Monday, 20 October 2014

This following point helps to get the information about the performance of your Web server using Load Runner’s Web Resource monitor.
About Web Resource Monitoring on page
Hits per Second Graph on page
Throughput Graph on page
HTTP Responses per Second Graph on page
Pages Downloaded per Second Graph on page
Retries per Second Graph on page
Connections Graph on page
Connections per Second Graph on page
SSLs per Second Graph on page

What is Web Resource Monitoring?
The Web Resource monitor to provide the power of  you, to analyze the output on the web server,  and the number of push (hits) per second that occurred during the scenarios, or the number of HTTPs reactions per second, and the HTTP’s status codes returned from Web server, & the number of downloaded pages per second, or the number of server re-tries per second, the number of opens TCP/IP connection’s, the number of new TCP/IP connection’s per second, and the number of SSLs Connection per second.

Hit per Second Graphs
The Hits of per Second graph displays the number of hits to the Web server as the function of passed time in the scenarios. This graph can show the full step, & the last 60, 180, 600, and 3600 seconds. You can proportion this graph to the (Transaction Response Time) graph to look how the number of hits affects to the transaction performance.

Throughput of the Graph
The capacity of the graph shows the amount of throughput on the Web server during every second of the scenarios executes. Throughput is also measured in bytes or represents the amount of information’s that user’s received from the server at any given second. You can proportion this graph to Transaction Response Time graph to view, how the throughput affects to the transaction performance.

Re-tries per Second Graph
Retries per Second graph displays the number of the attempted Web server connections as a function of the passed time in the scenarios. A server connection is re-tried when the starting connection was un-authorized, and when proxy authentication is needed, when the starting connection was closed through the server, when the opening connection to the server could not be made, and when the server was initially incapable to resolve the load generators’ IP addresses.

Connections to the Graph
Connections graph displays the number of opens TCP/IP connections at all points in the time of scenarios. One the HTML page may reason of the browser to opens the several connections, when links on the pages go to the different Web addresses. The two connections are opened for all Web servers. This graph is very useful in pointing, when additional connections are required.

Connection per Second Graph
A Connection per Second graph displays the number of new TCP/IP connections opened & the number of connection’s that are shut down every second of the scenarios. This number should be in small fractions of the number of hits per second, because the new TCP/IP connection is very expensive in terms of servers, router or network resource consumptions. Ideally, many of HTTP requests should use the common connections, instead of initially a new connection for all requests.

Secured Sockets Layer (SSL) connections per second
Number of SSL connections opened per second, after TCP/IP connections of SSL connection is opened. SSLs connection has bulky (heavy) resources consumptions. If we selects the, simulate a new user at every iteration then there should not be more than of one SSL connection per second.
 What is Map Network?
Network map is a visualization of device on networks, their inter relationships, & the transport layers providing a network services. Practically, a Network Map is a single tool to provide network users, managers or administrators, & IT personnel with a better understanding of the network performance, specifically concerning data bottle-necks & associated root cause analysis.

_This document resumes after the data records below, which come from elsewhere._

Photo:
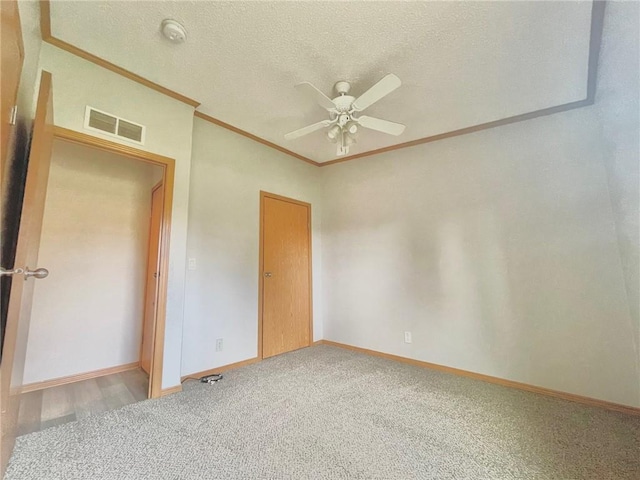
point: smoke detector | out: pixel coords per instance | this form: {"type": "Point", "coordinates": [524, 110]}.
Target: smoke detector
{"type": "Point", "coordinates": [173, 31]}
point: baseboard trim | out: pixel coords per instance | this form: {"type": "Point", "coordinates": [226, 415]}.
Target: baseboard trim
{"type": "Point", "coordinates": [168, 391]}
{"type": "Point", "coordinates": [56, 382]}
{"type": "Point", "coordinates": [222, 368]}
{"type": "Point", "coordinates": [495, 380]}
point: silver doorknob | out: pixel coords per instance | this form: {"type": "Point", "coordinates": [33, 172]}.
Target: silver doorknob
{"type": "Point", "coordinates": [15, 271]}
{"type": "Point", "coordinates": [37, 273]}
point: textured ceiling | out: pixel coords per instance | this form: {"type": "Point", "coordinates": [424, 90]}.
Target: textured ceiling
{"type": "Point", "coordinates": [461, 63]}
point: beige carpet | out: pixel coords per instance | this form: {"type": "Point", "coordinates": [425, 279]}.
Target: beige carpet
{"type": "Point", "coordinates": [325, 413]}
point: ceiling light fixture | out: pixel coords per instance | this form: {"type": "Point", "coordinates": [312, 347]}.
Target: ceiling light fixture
{"type": "Point", "coordinates": [333, 133]}
{"type": "Point", "coordinates": [173, 31]}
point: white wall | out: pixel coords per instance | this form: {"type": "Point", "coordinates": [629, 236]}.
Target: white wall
{"type": "Point", "coordinates": [618, 106]}
{"type": "Point", "coordinates": [88, 314]}
{"type": "Point", "coordinates": [29, 78]}
{"type": "Point", "coordinates": [221, 301]}
{"type": "Point", "coordinates": [77, 83]}
{"type": "Point", "coordinates": [498, 250]}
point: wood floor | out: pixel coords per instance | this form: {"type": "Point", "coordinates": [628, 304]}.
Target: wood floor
{"type": "Point", "coordinates": [57, 405]}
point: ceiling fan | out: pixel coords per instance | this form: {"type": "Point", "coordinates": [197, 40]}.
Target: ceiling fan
{"type": "Point", "coordinates": [344, 119]}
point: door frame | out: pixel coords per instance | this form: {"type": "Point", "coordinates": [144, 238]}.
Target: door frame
{"type": "Point", "coordinates": [157, 186]}
{"type": "Point", "coordinates": [168, 175]}
{"type": "Point", "coordinates": [263, 196]}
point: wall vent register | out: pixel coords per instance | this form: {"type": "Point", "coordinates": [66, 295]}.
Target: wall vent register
{"type": "Point", "coordinates": [109, 124]}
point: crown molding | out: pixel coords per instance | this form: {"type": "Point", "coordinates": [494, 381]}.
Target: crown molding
{"type": "Point", "coordinates": [267, 143]}
{"type": "Point", "coordinates": [45, 30]}
{"type": "Point", "coordinates": [595, 40]}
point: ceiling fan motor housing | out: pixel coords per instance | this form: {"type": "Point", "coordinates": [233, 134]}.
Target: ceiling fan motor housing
{"type": "Point", "coordinates": [342, 87]}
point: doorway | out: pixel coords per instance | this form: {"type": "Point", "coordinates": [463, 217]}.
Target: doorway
{"type": "Point", "coordinates": [151, 280]}
{"type": "Point", "coordinates": [84, 345]}
{"type": "Point", "coordinates": [285, 300]}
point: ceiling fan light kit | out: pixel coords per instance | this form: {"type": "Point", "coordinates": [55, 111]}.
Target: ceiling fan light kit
{"type": "Point", "coordinates": [344, 112]}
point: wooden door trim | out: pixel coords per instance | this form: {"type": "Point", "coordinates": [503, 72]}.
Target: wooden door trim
{"type": "Point", "coordinates": [146, 293]}
{"type": "Point", "coordinates": [168, 166]}
{"type": "Point", "coordinates": [274, 196]}
{"type": "Point", "coordinates": [16, 24]}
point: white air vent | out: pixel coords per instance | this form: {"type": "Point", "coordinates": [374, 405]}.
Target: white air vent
{"type": "Point", "coordinates": [104, 122]}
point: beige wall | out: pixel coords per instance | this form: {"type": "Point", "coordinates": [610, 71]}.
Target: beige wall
{"type": "Point", "coordinates": [499, 250]}
{"type": "Point", "coordinates": [77, 83]}
{"type": "Point", "coordinates": [88, 313]}
{"type": "Point", "coordinates": [221, 298]}
{"type": "Point", "coordinates": [618, 106]}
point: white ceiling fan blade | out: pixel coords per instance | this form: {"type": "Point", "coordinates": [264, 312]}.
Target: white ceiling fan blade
{"type": "Point", "coordinates": [308, 129]}
{"type": "Point", "coordinates": [380, 125]}
{"type": "Point", "coordinates": [384, 87]}
{"type": "Point", "coordinates": [311, 91]}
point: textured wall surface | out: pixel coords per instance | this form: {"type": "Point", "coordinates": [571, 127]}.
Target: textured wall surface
{"type": "Point", "coordinates": [88, 313]}
{"type": "Point", "coordinates": [461, 63]}
{"type": "Point", "coordinates": [498, 250]}
{"type": "Point", "coordinates": [221, 299]}
{"type": "Point", "coordinates": [618, 105]}
{"type": "Point", "coordinates": [77, 83]}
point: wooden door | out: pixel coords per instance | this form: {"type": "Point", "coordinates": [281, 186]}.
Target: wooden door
{"type": "Point", "coordinates": [11, 60]}
{"type": "Point", "coordinates": [21, 294]}
{"type": "Point", "coordinates": [285, 274]}
{"type": "Point", "coordinates": [153, 269]}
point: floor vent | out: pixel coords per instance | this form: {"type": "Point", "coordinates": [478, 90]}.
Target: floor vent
{"type": "Point", "coordinates": [110, 124]}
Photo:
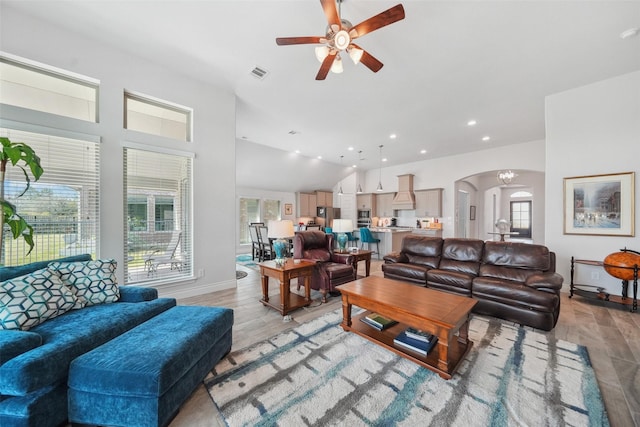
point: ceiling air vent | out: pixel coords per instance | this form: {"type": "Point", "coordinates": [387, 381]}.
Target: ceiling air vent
{"type": "Point", "coordinates": [259, 73]}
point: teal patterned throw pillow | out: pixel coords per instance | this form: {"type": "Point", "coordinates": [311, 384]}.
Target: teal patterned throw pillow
{"type": "Point", "coordinates": [29, 300]}
{"type": "Point", "coordinates": [92, 282]}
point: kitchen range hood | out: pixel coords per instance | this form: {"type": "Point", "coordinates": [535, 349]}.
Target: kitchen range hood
{"type": "Point", "coordinates": [404, 198]}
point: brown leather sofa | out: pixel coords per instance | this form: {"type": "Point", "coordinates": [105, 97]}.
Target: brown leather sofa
{"type": "Point", "coordinates": [512, 281]}
{"type": "Point", "coordinates": [330, 270]}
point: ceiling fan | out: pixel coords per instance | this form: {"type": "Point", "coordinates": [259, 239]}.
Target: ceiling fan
{"type": "Point", "coordinates": [340, 35]}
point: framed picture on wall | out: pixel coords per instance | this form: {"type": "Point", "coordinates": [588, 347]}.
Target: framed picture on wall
{"type": "Point", "coordinates": [600, 205]}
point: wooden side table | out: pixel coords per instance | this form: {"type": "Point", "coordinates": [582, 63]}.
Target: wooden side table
{"type": "Point", "coordinates": [359, 255]}
{"type": "Point", "coordinates": [286, 301]}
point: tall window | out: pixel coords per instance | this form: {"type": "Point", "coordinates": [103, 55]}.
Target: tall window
{"type": "Point", "coordinates": [148, 115]}
{"type": "Point", "coordinates": [39, 87]}
{"type": "Point", "coordinates": [158, 235]}
{"type": "Point", "coordinates": [521, 218]}
{"type": "Point", "coordinates": [63, 205]}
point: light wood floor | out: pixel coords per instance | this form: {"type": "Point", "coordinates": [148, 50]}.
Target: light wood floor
{"type": "Point", "coordinates": [610, 332]}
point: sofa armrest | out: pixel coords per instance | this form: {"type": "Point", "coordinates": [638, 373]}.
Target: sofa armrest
{"type": "Point", "coordinates": [137, 294]}
{"type": "Point", "coordinates": [15, 342]}
{"type": "Point", "coordinates": [545, 281]}
{"type": "Point", "coordinates": [395, 257]}
{"type": "Point", "coordinates": [342, 259]}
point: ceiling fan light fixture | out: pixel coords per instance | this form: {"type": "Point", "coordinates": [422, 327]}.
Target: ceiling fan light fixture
{"type": "Point", "coordinates": [341, 40]}
{"type": "Point", "coordinates": [321, 53]}
{"type": "Point", "coordinates": [355, 54]}
{"type": "Point", "coordinates": [336, 67]}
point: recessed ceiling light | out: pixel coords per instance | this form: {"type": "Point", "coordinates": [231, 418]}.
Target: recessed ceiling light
{"type": "Point", "coordinates": [631, 32]}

What is the Application Architecture?
In this information system, Applications Architecture is one of several architectures domain’s that forms of the pillars of enterprise architecture and solutions of architecture.
The different type’s elements that make up the infra-structure required to be determined to understand how they meet with a web application & how they affect security. In fact it takes only an ace vulnerability to undermine the security of the whole infra-structure, & even small & seemingly un-important problems may be evolve into harsh risks for another application on the same server.

How to test the network map or application architecture
The application architecture required to be mapped by some test to determine, what different components are used to create the web application. On more complicated setups, such as an online bank system and multiple servers might be included. These may be including a reverse proxy, a front end web server, an application’s server or a database servers and Light-weight Directory Access Protocol (LDAP) server. Then they will be retrieve the information from other tests or derives the different elements, question these assumptions & extend the architecture’s map.

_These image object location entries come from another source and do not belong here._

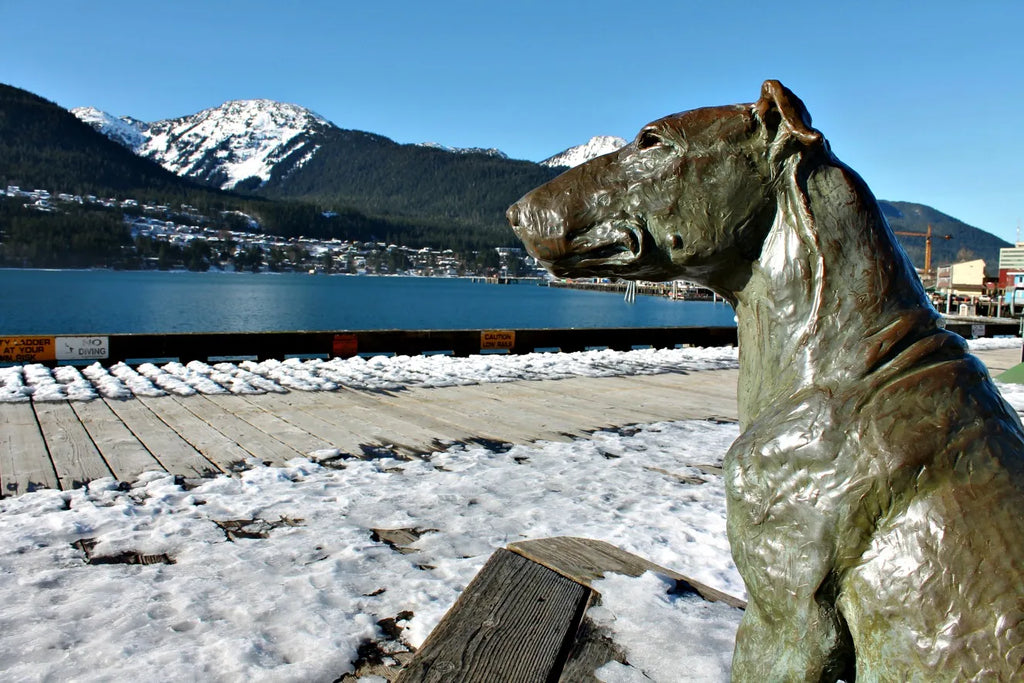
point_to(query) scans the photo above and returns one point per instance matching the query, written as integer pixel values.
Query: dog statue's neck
(832, 298)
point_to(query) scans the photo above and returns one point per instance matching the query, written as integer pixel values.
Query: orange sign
(27, 349)
(345, 346)
(497, 339)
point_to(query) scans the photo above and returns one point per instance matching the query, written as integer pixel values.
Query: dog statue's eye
(647, 139)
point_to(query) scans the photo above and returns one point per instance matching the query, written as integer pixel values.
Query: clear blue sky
(924, 99)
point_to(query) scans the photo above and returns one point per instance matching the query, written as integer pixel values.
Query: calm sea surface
(54, 302)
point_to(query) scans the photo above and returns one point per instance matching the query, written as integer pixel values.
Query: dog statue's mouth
(599, 249)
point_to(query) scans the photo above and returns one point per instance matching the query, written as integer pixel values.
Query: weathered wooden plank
(173, 453)
(124, 454)
(375, 425)
(25, 462)
(593, 648)
(75, 456)
(267, 422)
(586, 412)
(698, 398)
(586, 560)
(515, 622)
(336, 435)
(391, 412)
(216, 447)
(433, 404)
(477, 412)
(264, 446)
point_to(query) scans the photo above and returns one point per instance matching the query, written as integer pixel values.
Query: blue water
(60, 302)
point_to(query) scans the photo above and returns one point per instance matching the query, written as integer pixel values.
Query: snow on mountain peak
(124, 130)
(240, 139)
(222, 145)
(489, 152)
(597, 145)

This builds the different demilitarized zones (DMZs) so that access to the web server will not to give a remote user’s access to the authentication of mechanism itself, or so that compromises of the different components of the architecture can be isolated so that they will not agreement the entire architecture. Getting the knowledge of application architecture can be easy, if this data is provided to the testing team through the application’s developer in document form and through interviews, but can also prove to be very difficult.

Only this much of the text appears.